CYRUS CHESTNUT, There’s A Sweet, Sweet Spirit (CD)
A decorated veteran of the Betty Carter Trio, pianist Cyrus Chestnut came out the experience relatively unscathed with a style and directive clearly his own. It’s one steeped in the gospel church traditions of his native Baltimore, but also enlivened by an open ear aimed at a multitude of other influences. He has enjoyed stints with the Lincoln Center Jazz Orchestra, Vanessa Williams, Freddie Hubbard and Joe Lovano. He also speaks fondly of his valuable tenures with vocalists Jon Hendricks and Joe Williams. With the fleetness of Bud Powell and his own distinctive two-handed lushly impressionistic harmonies, Cyrus offers an imaginative setlist with his long-time friends Buster Williams and Lenny White and together they breathe new life into the vernerable jazz piano trio format.

VARIOUS ARTISTS, Soul Jazz Records Presents Space Energy & Light (CD/LP)

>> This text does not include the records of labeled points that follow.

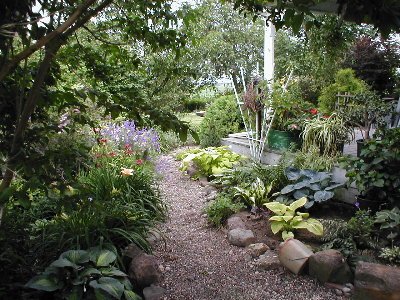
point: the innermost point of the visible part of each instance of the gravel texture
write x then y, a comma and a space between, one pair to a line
198, 262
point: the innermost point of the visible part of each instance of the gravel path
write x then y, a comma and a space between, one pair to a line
198, 262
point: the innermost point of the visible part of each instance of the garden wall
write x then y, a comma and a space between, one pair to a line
238, 144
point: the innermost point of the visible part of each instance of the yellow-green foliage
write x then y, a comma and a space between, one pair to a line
286, 219
345, 81
209, 161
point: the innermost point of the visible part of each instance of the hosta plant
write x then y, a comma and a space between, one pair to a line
80, 274
316, 186
389, 221
209, 161
286, 219
256, 195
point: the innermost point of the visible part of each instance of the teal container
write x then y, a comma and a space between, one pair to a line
281, 140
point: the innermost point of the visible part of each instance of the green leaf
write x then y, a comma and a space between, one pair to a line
298, 203
131, 295
276, 226
76, 256
88, 272
110, 285
45, 283
112, 271
76, 293
323, 196
276, 207
62, 263
287, 235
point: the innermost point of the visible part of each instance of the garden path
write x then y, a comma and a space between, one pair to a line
199, 263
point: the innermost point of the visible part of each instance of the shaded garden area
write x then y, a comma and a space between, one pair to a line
98, 99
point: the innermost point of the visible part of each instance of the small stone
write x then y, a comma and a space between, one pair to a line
241, 237
153, 292
338, 292
257, 249
346, 290
203, 181
235, 222
268, 261
329, 266
144, 270
349, 285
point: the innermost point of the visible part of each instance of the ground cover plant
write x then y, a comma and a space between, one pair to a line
318, 187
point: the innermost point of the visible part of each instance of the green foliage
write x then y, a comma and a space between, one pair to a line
286, 219
290, 108
391, 255
193, 104
220, 209
80, 274
222, 118
310, 159
112, 205
375, 172
328, 134
375, 61
256, 195
345, 81
367, 108
389, 221
351, 236
317, 187
209, 161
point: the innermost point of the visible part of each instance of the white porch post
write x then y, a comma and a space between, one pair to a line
269, 45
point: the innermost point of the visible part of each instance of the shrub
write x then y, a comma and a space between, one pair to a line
193, 104
114, 204
222, 118
80, 274
345, 81
219, 210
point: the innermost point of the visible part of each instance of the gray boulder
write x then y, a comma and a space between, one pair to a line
241, 237
144, 270
329, 266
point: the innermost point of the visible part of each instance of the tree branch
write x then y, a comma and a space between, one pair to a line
13, 63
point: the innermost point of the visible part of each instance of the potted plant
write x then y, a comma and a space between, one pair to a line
364, 110
376, 171
290, 110
328, 134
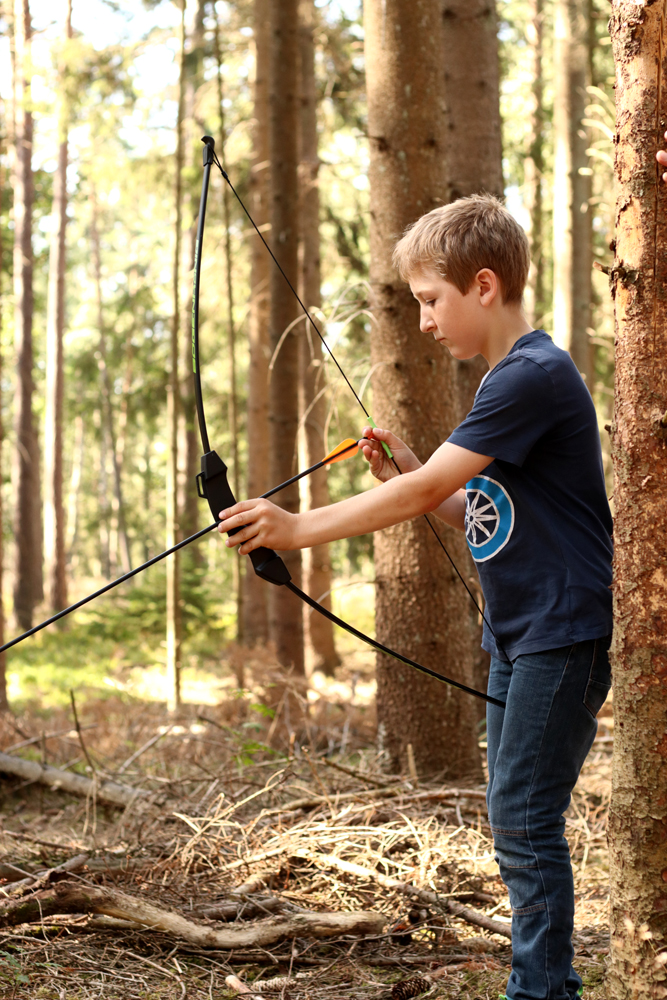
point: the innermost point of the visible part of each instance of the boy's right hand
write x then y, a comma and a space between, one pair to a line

Soul Jazz Records’ new Space, Energy and Light is a collection of music by early electronic and synthesizer pioneers (from the 1960s through the 1970s), mid-1970s proto-new age gurus and 1980s guerrilla D-I-Y cassette-era electronic artists, spanning in total over a near 30-year time frame. All of these artists used electronic advancements in music technology as a means of exploring not only space and the idea of the future, but also of looking inwards to the soul and of creating music in harmony with the natural world. From computer software and hardware experimentalists and sound pioneers such as Laurie Spiegel and Kevin Braheny, as well as Mother Mallard’s Portable Masterpiece Company – the first synthesizer ensemble created in collaboration with Robert Moog – through to the earliest musique concrète experimentation of Tod Dockstader, the album shows how technological advancements and creative artistic expression went hand in hand.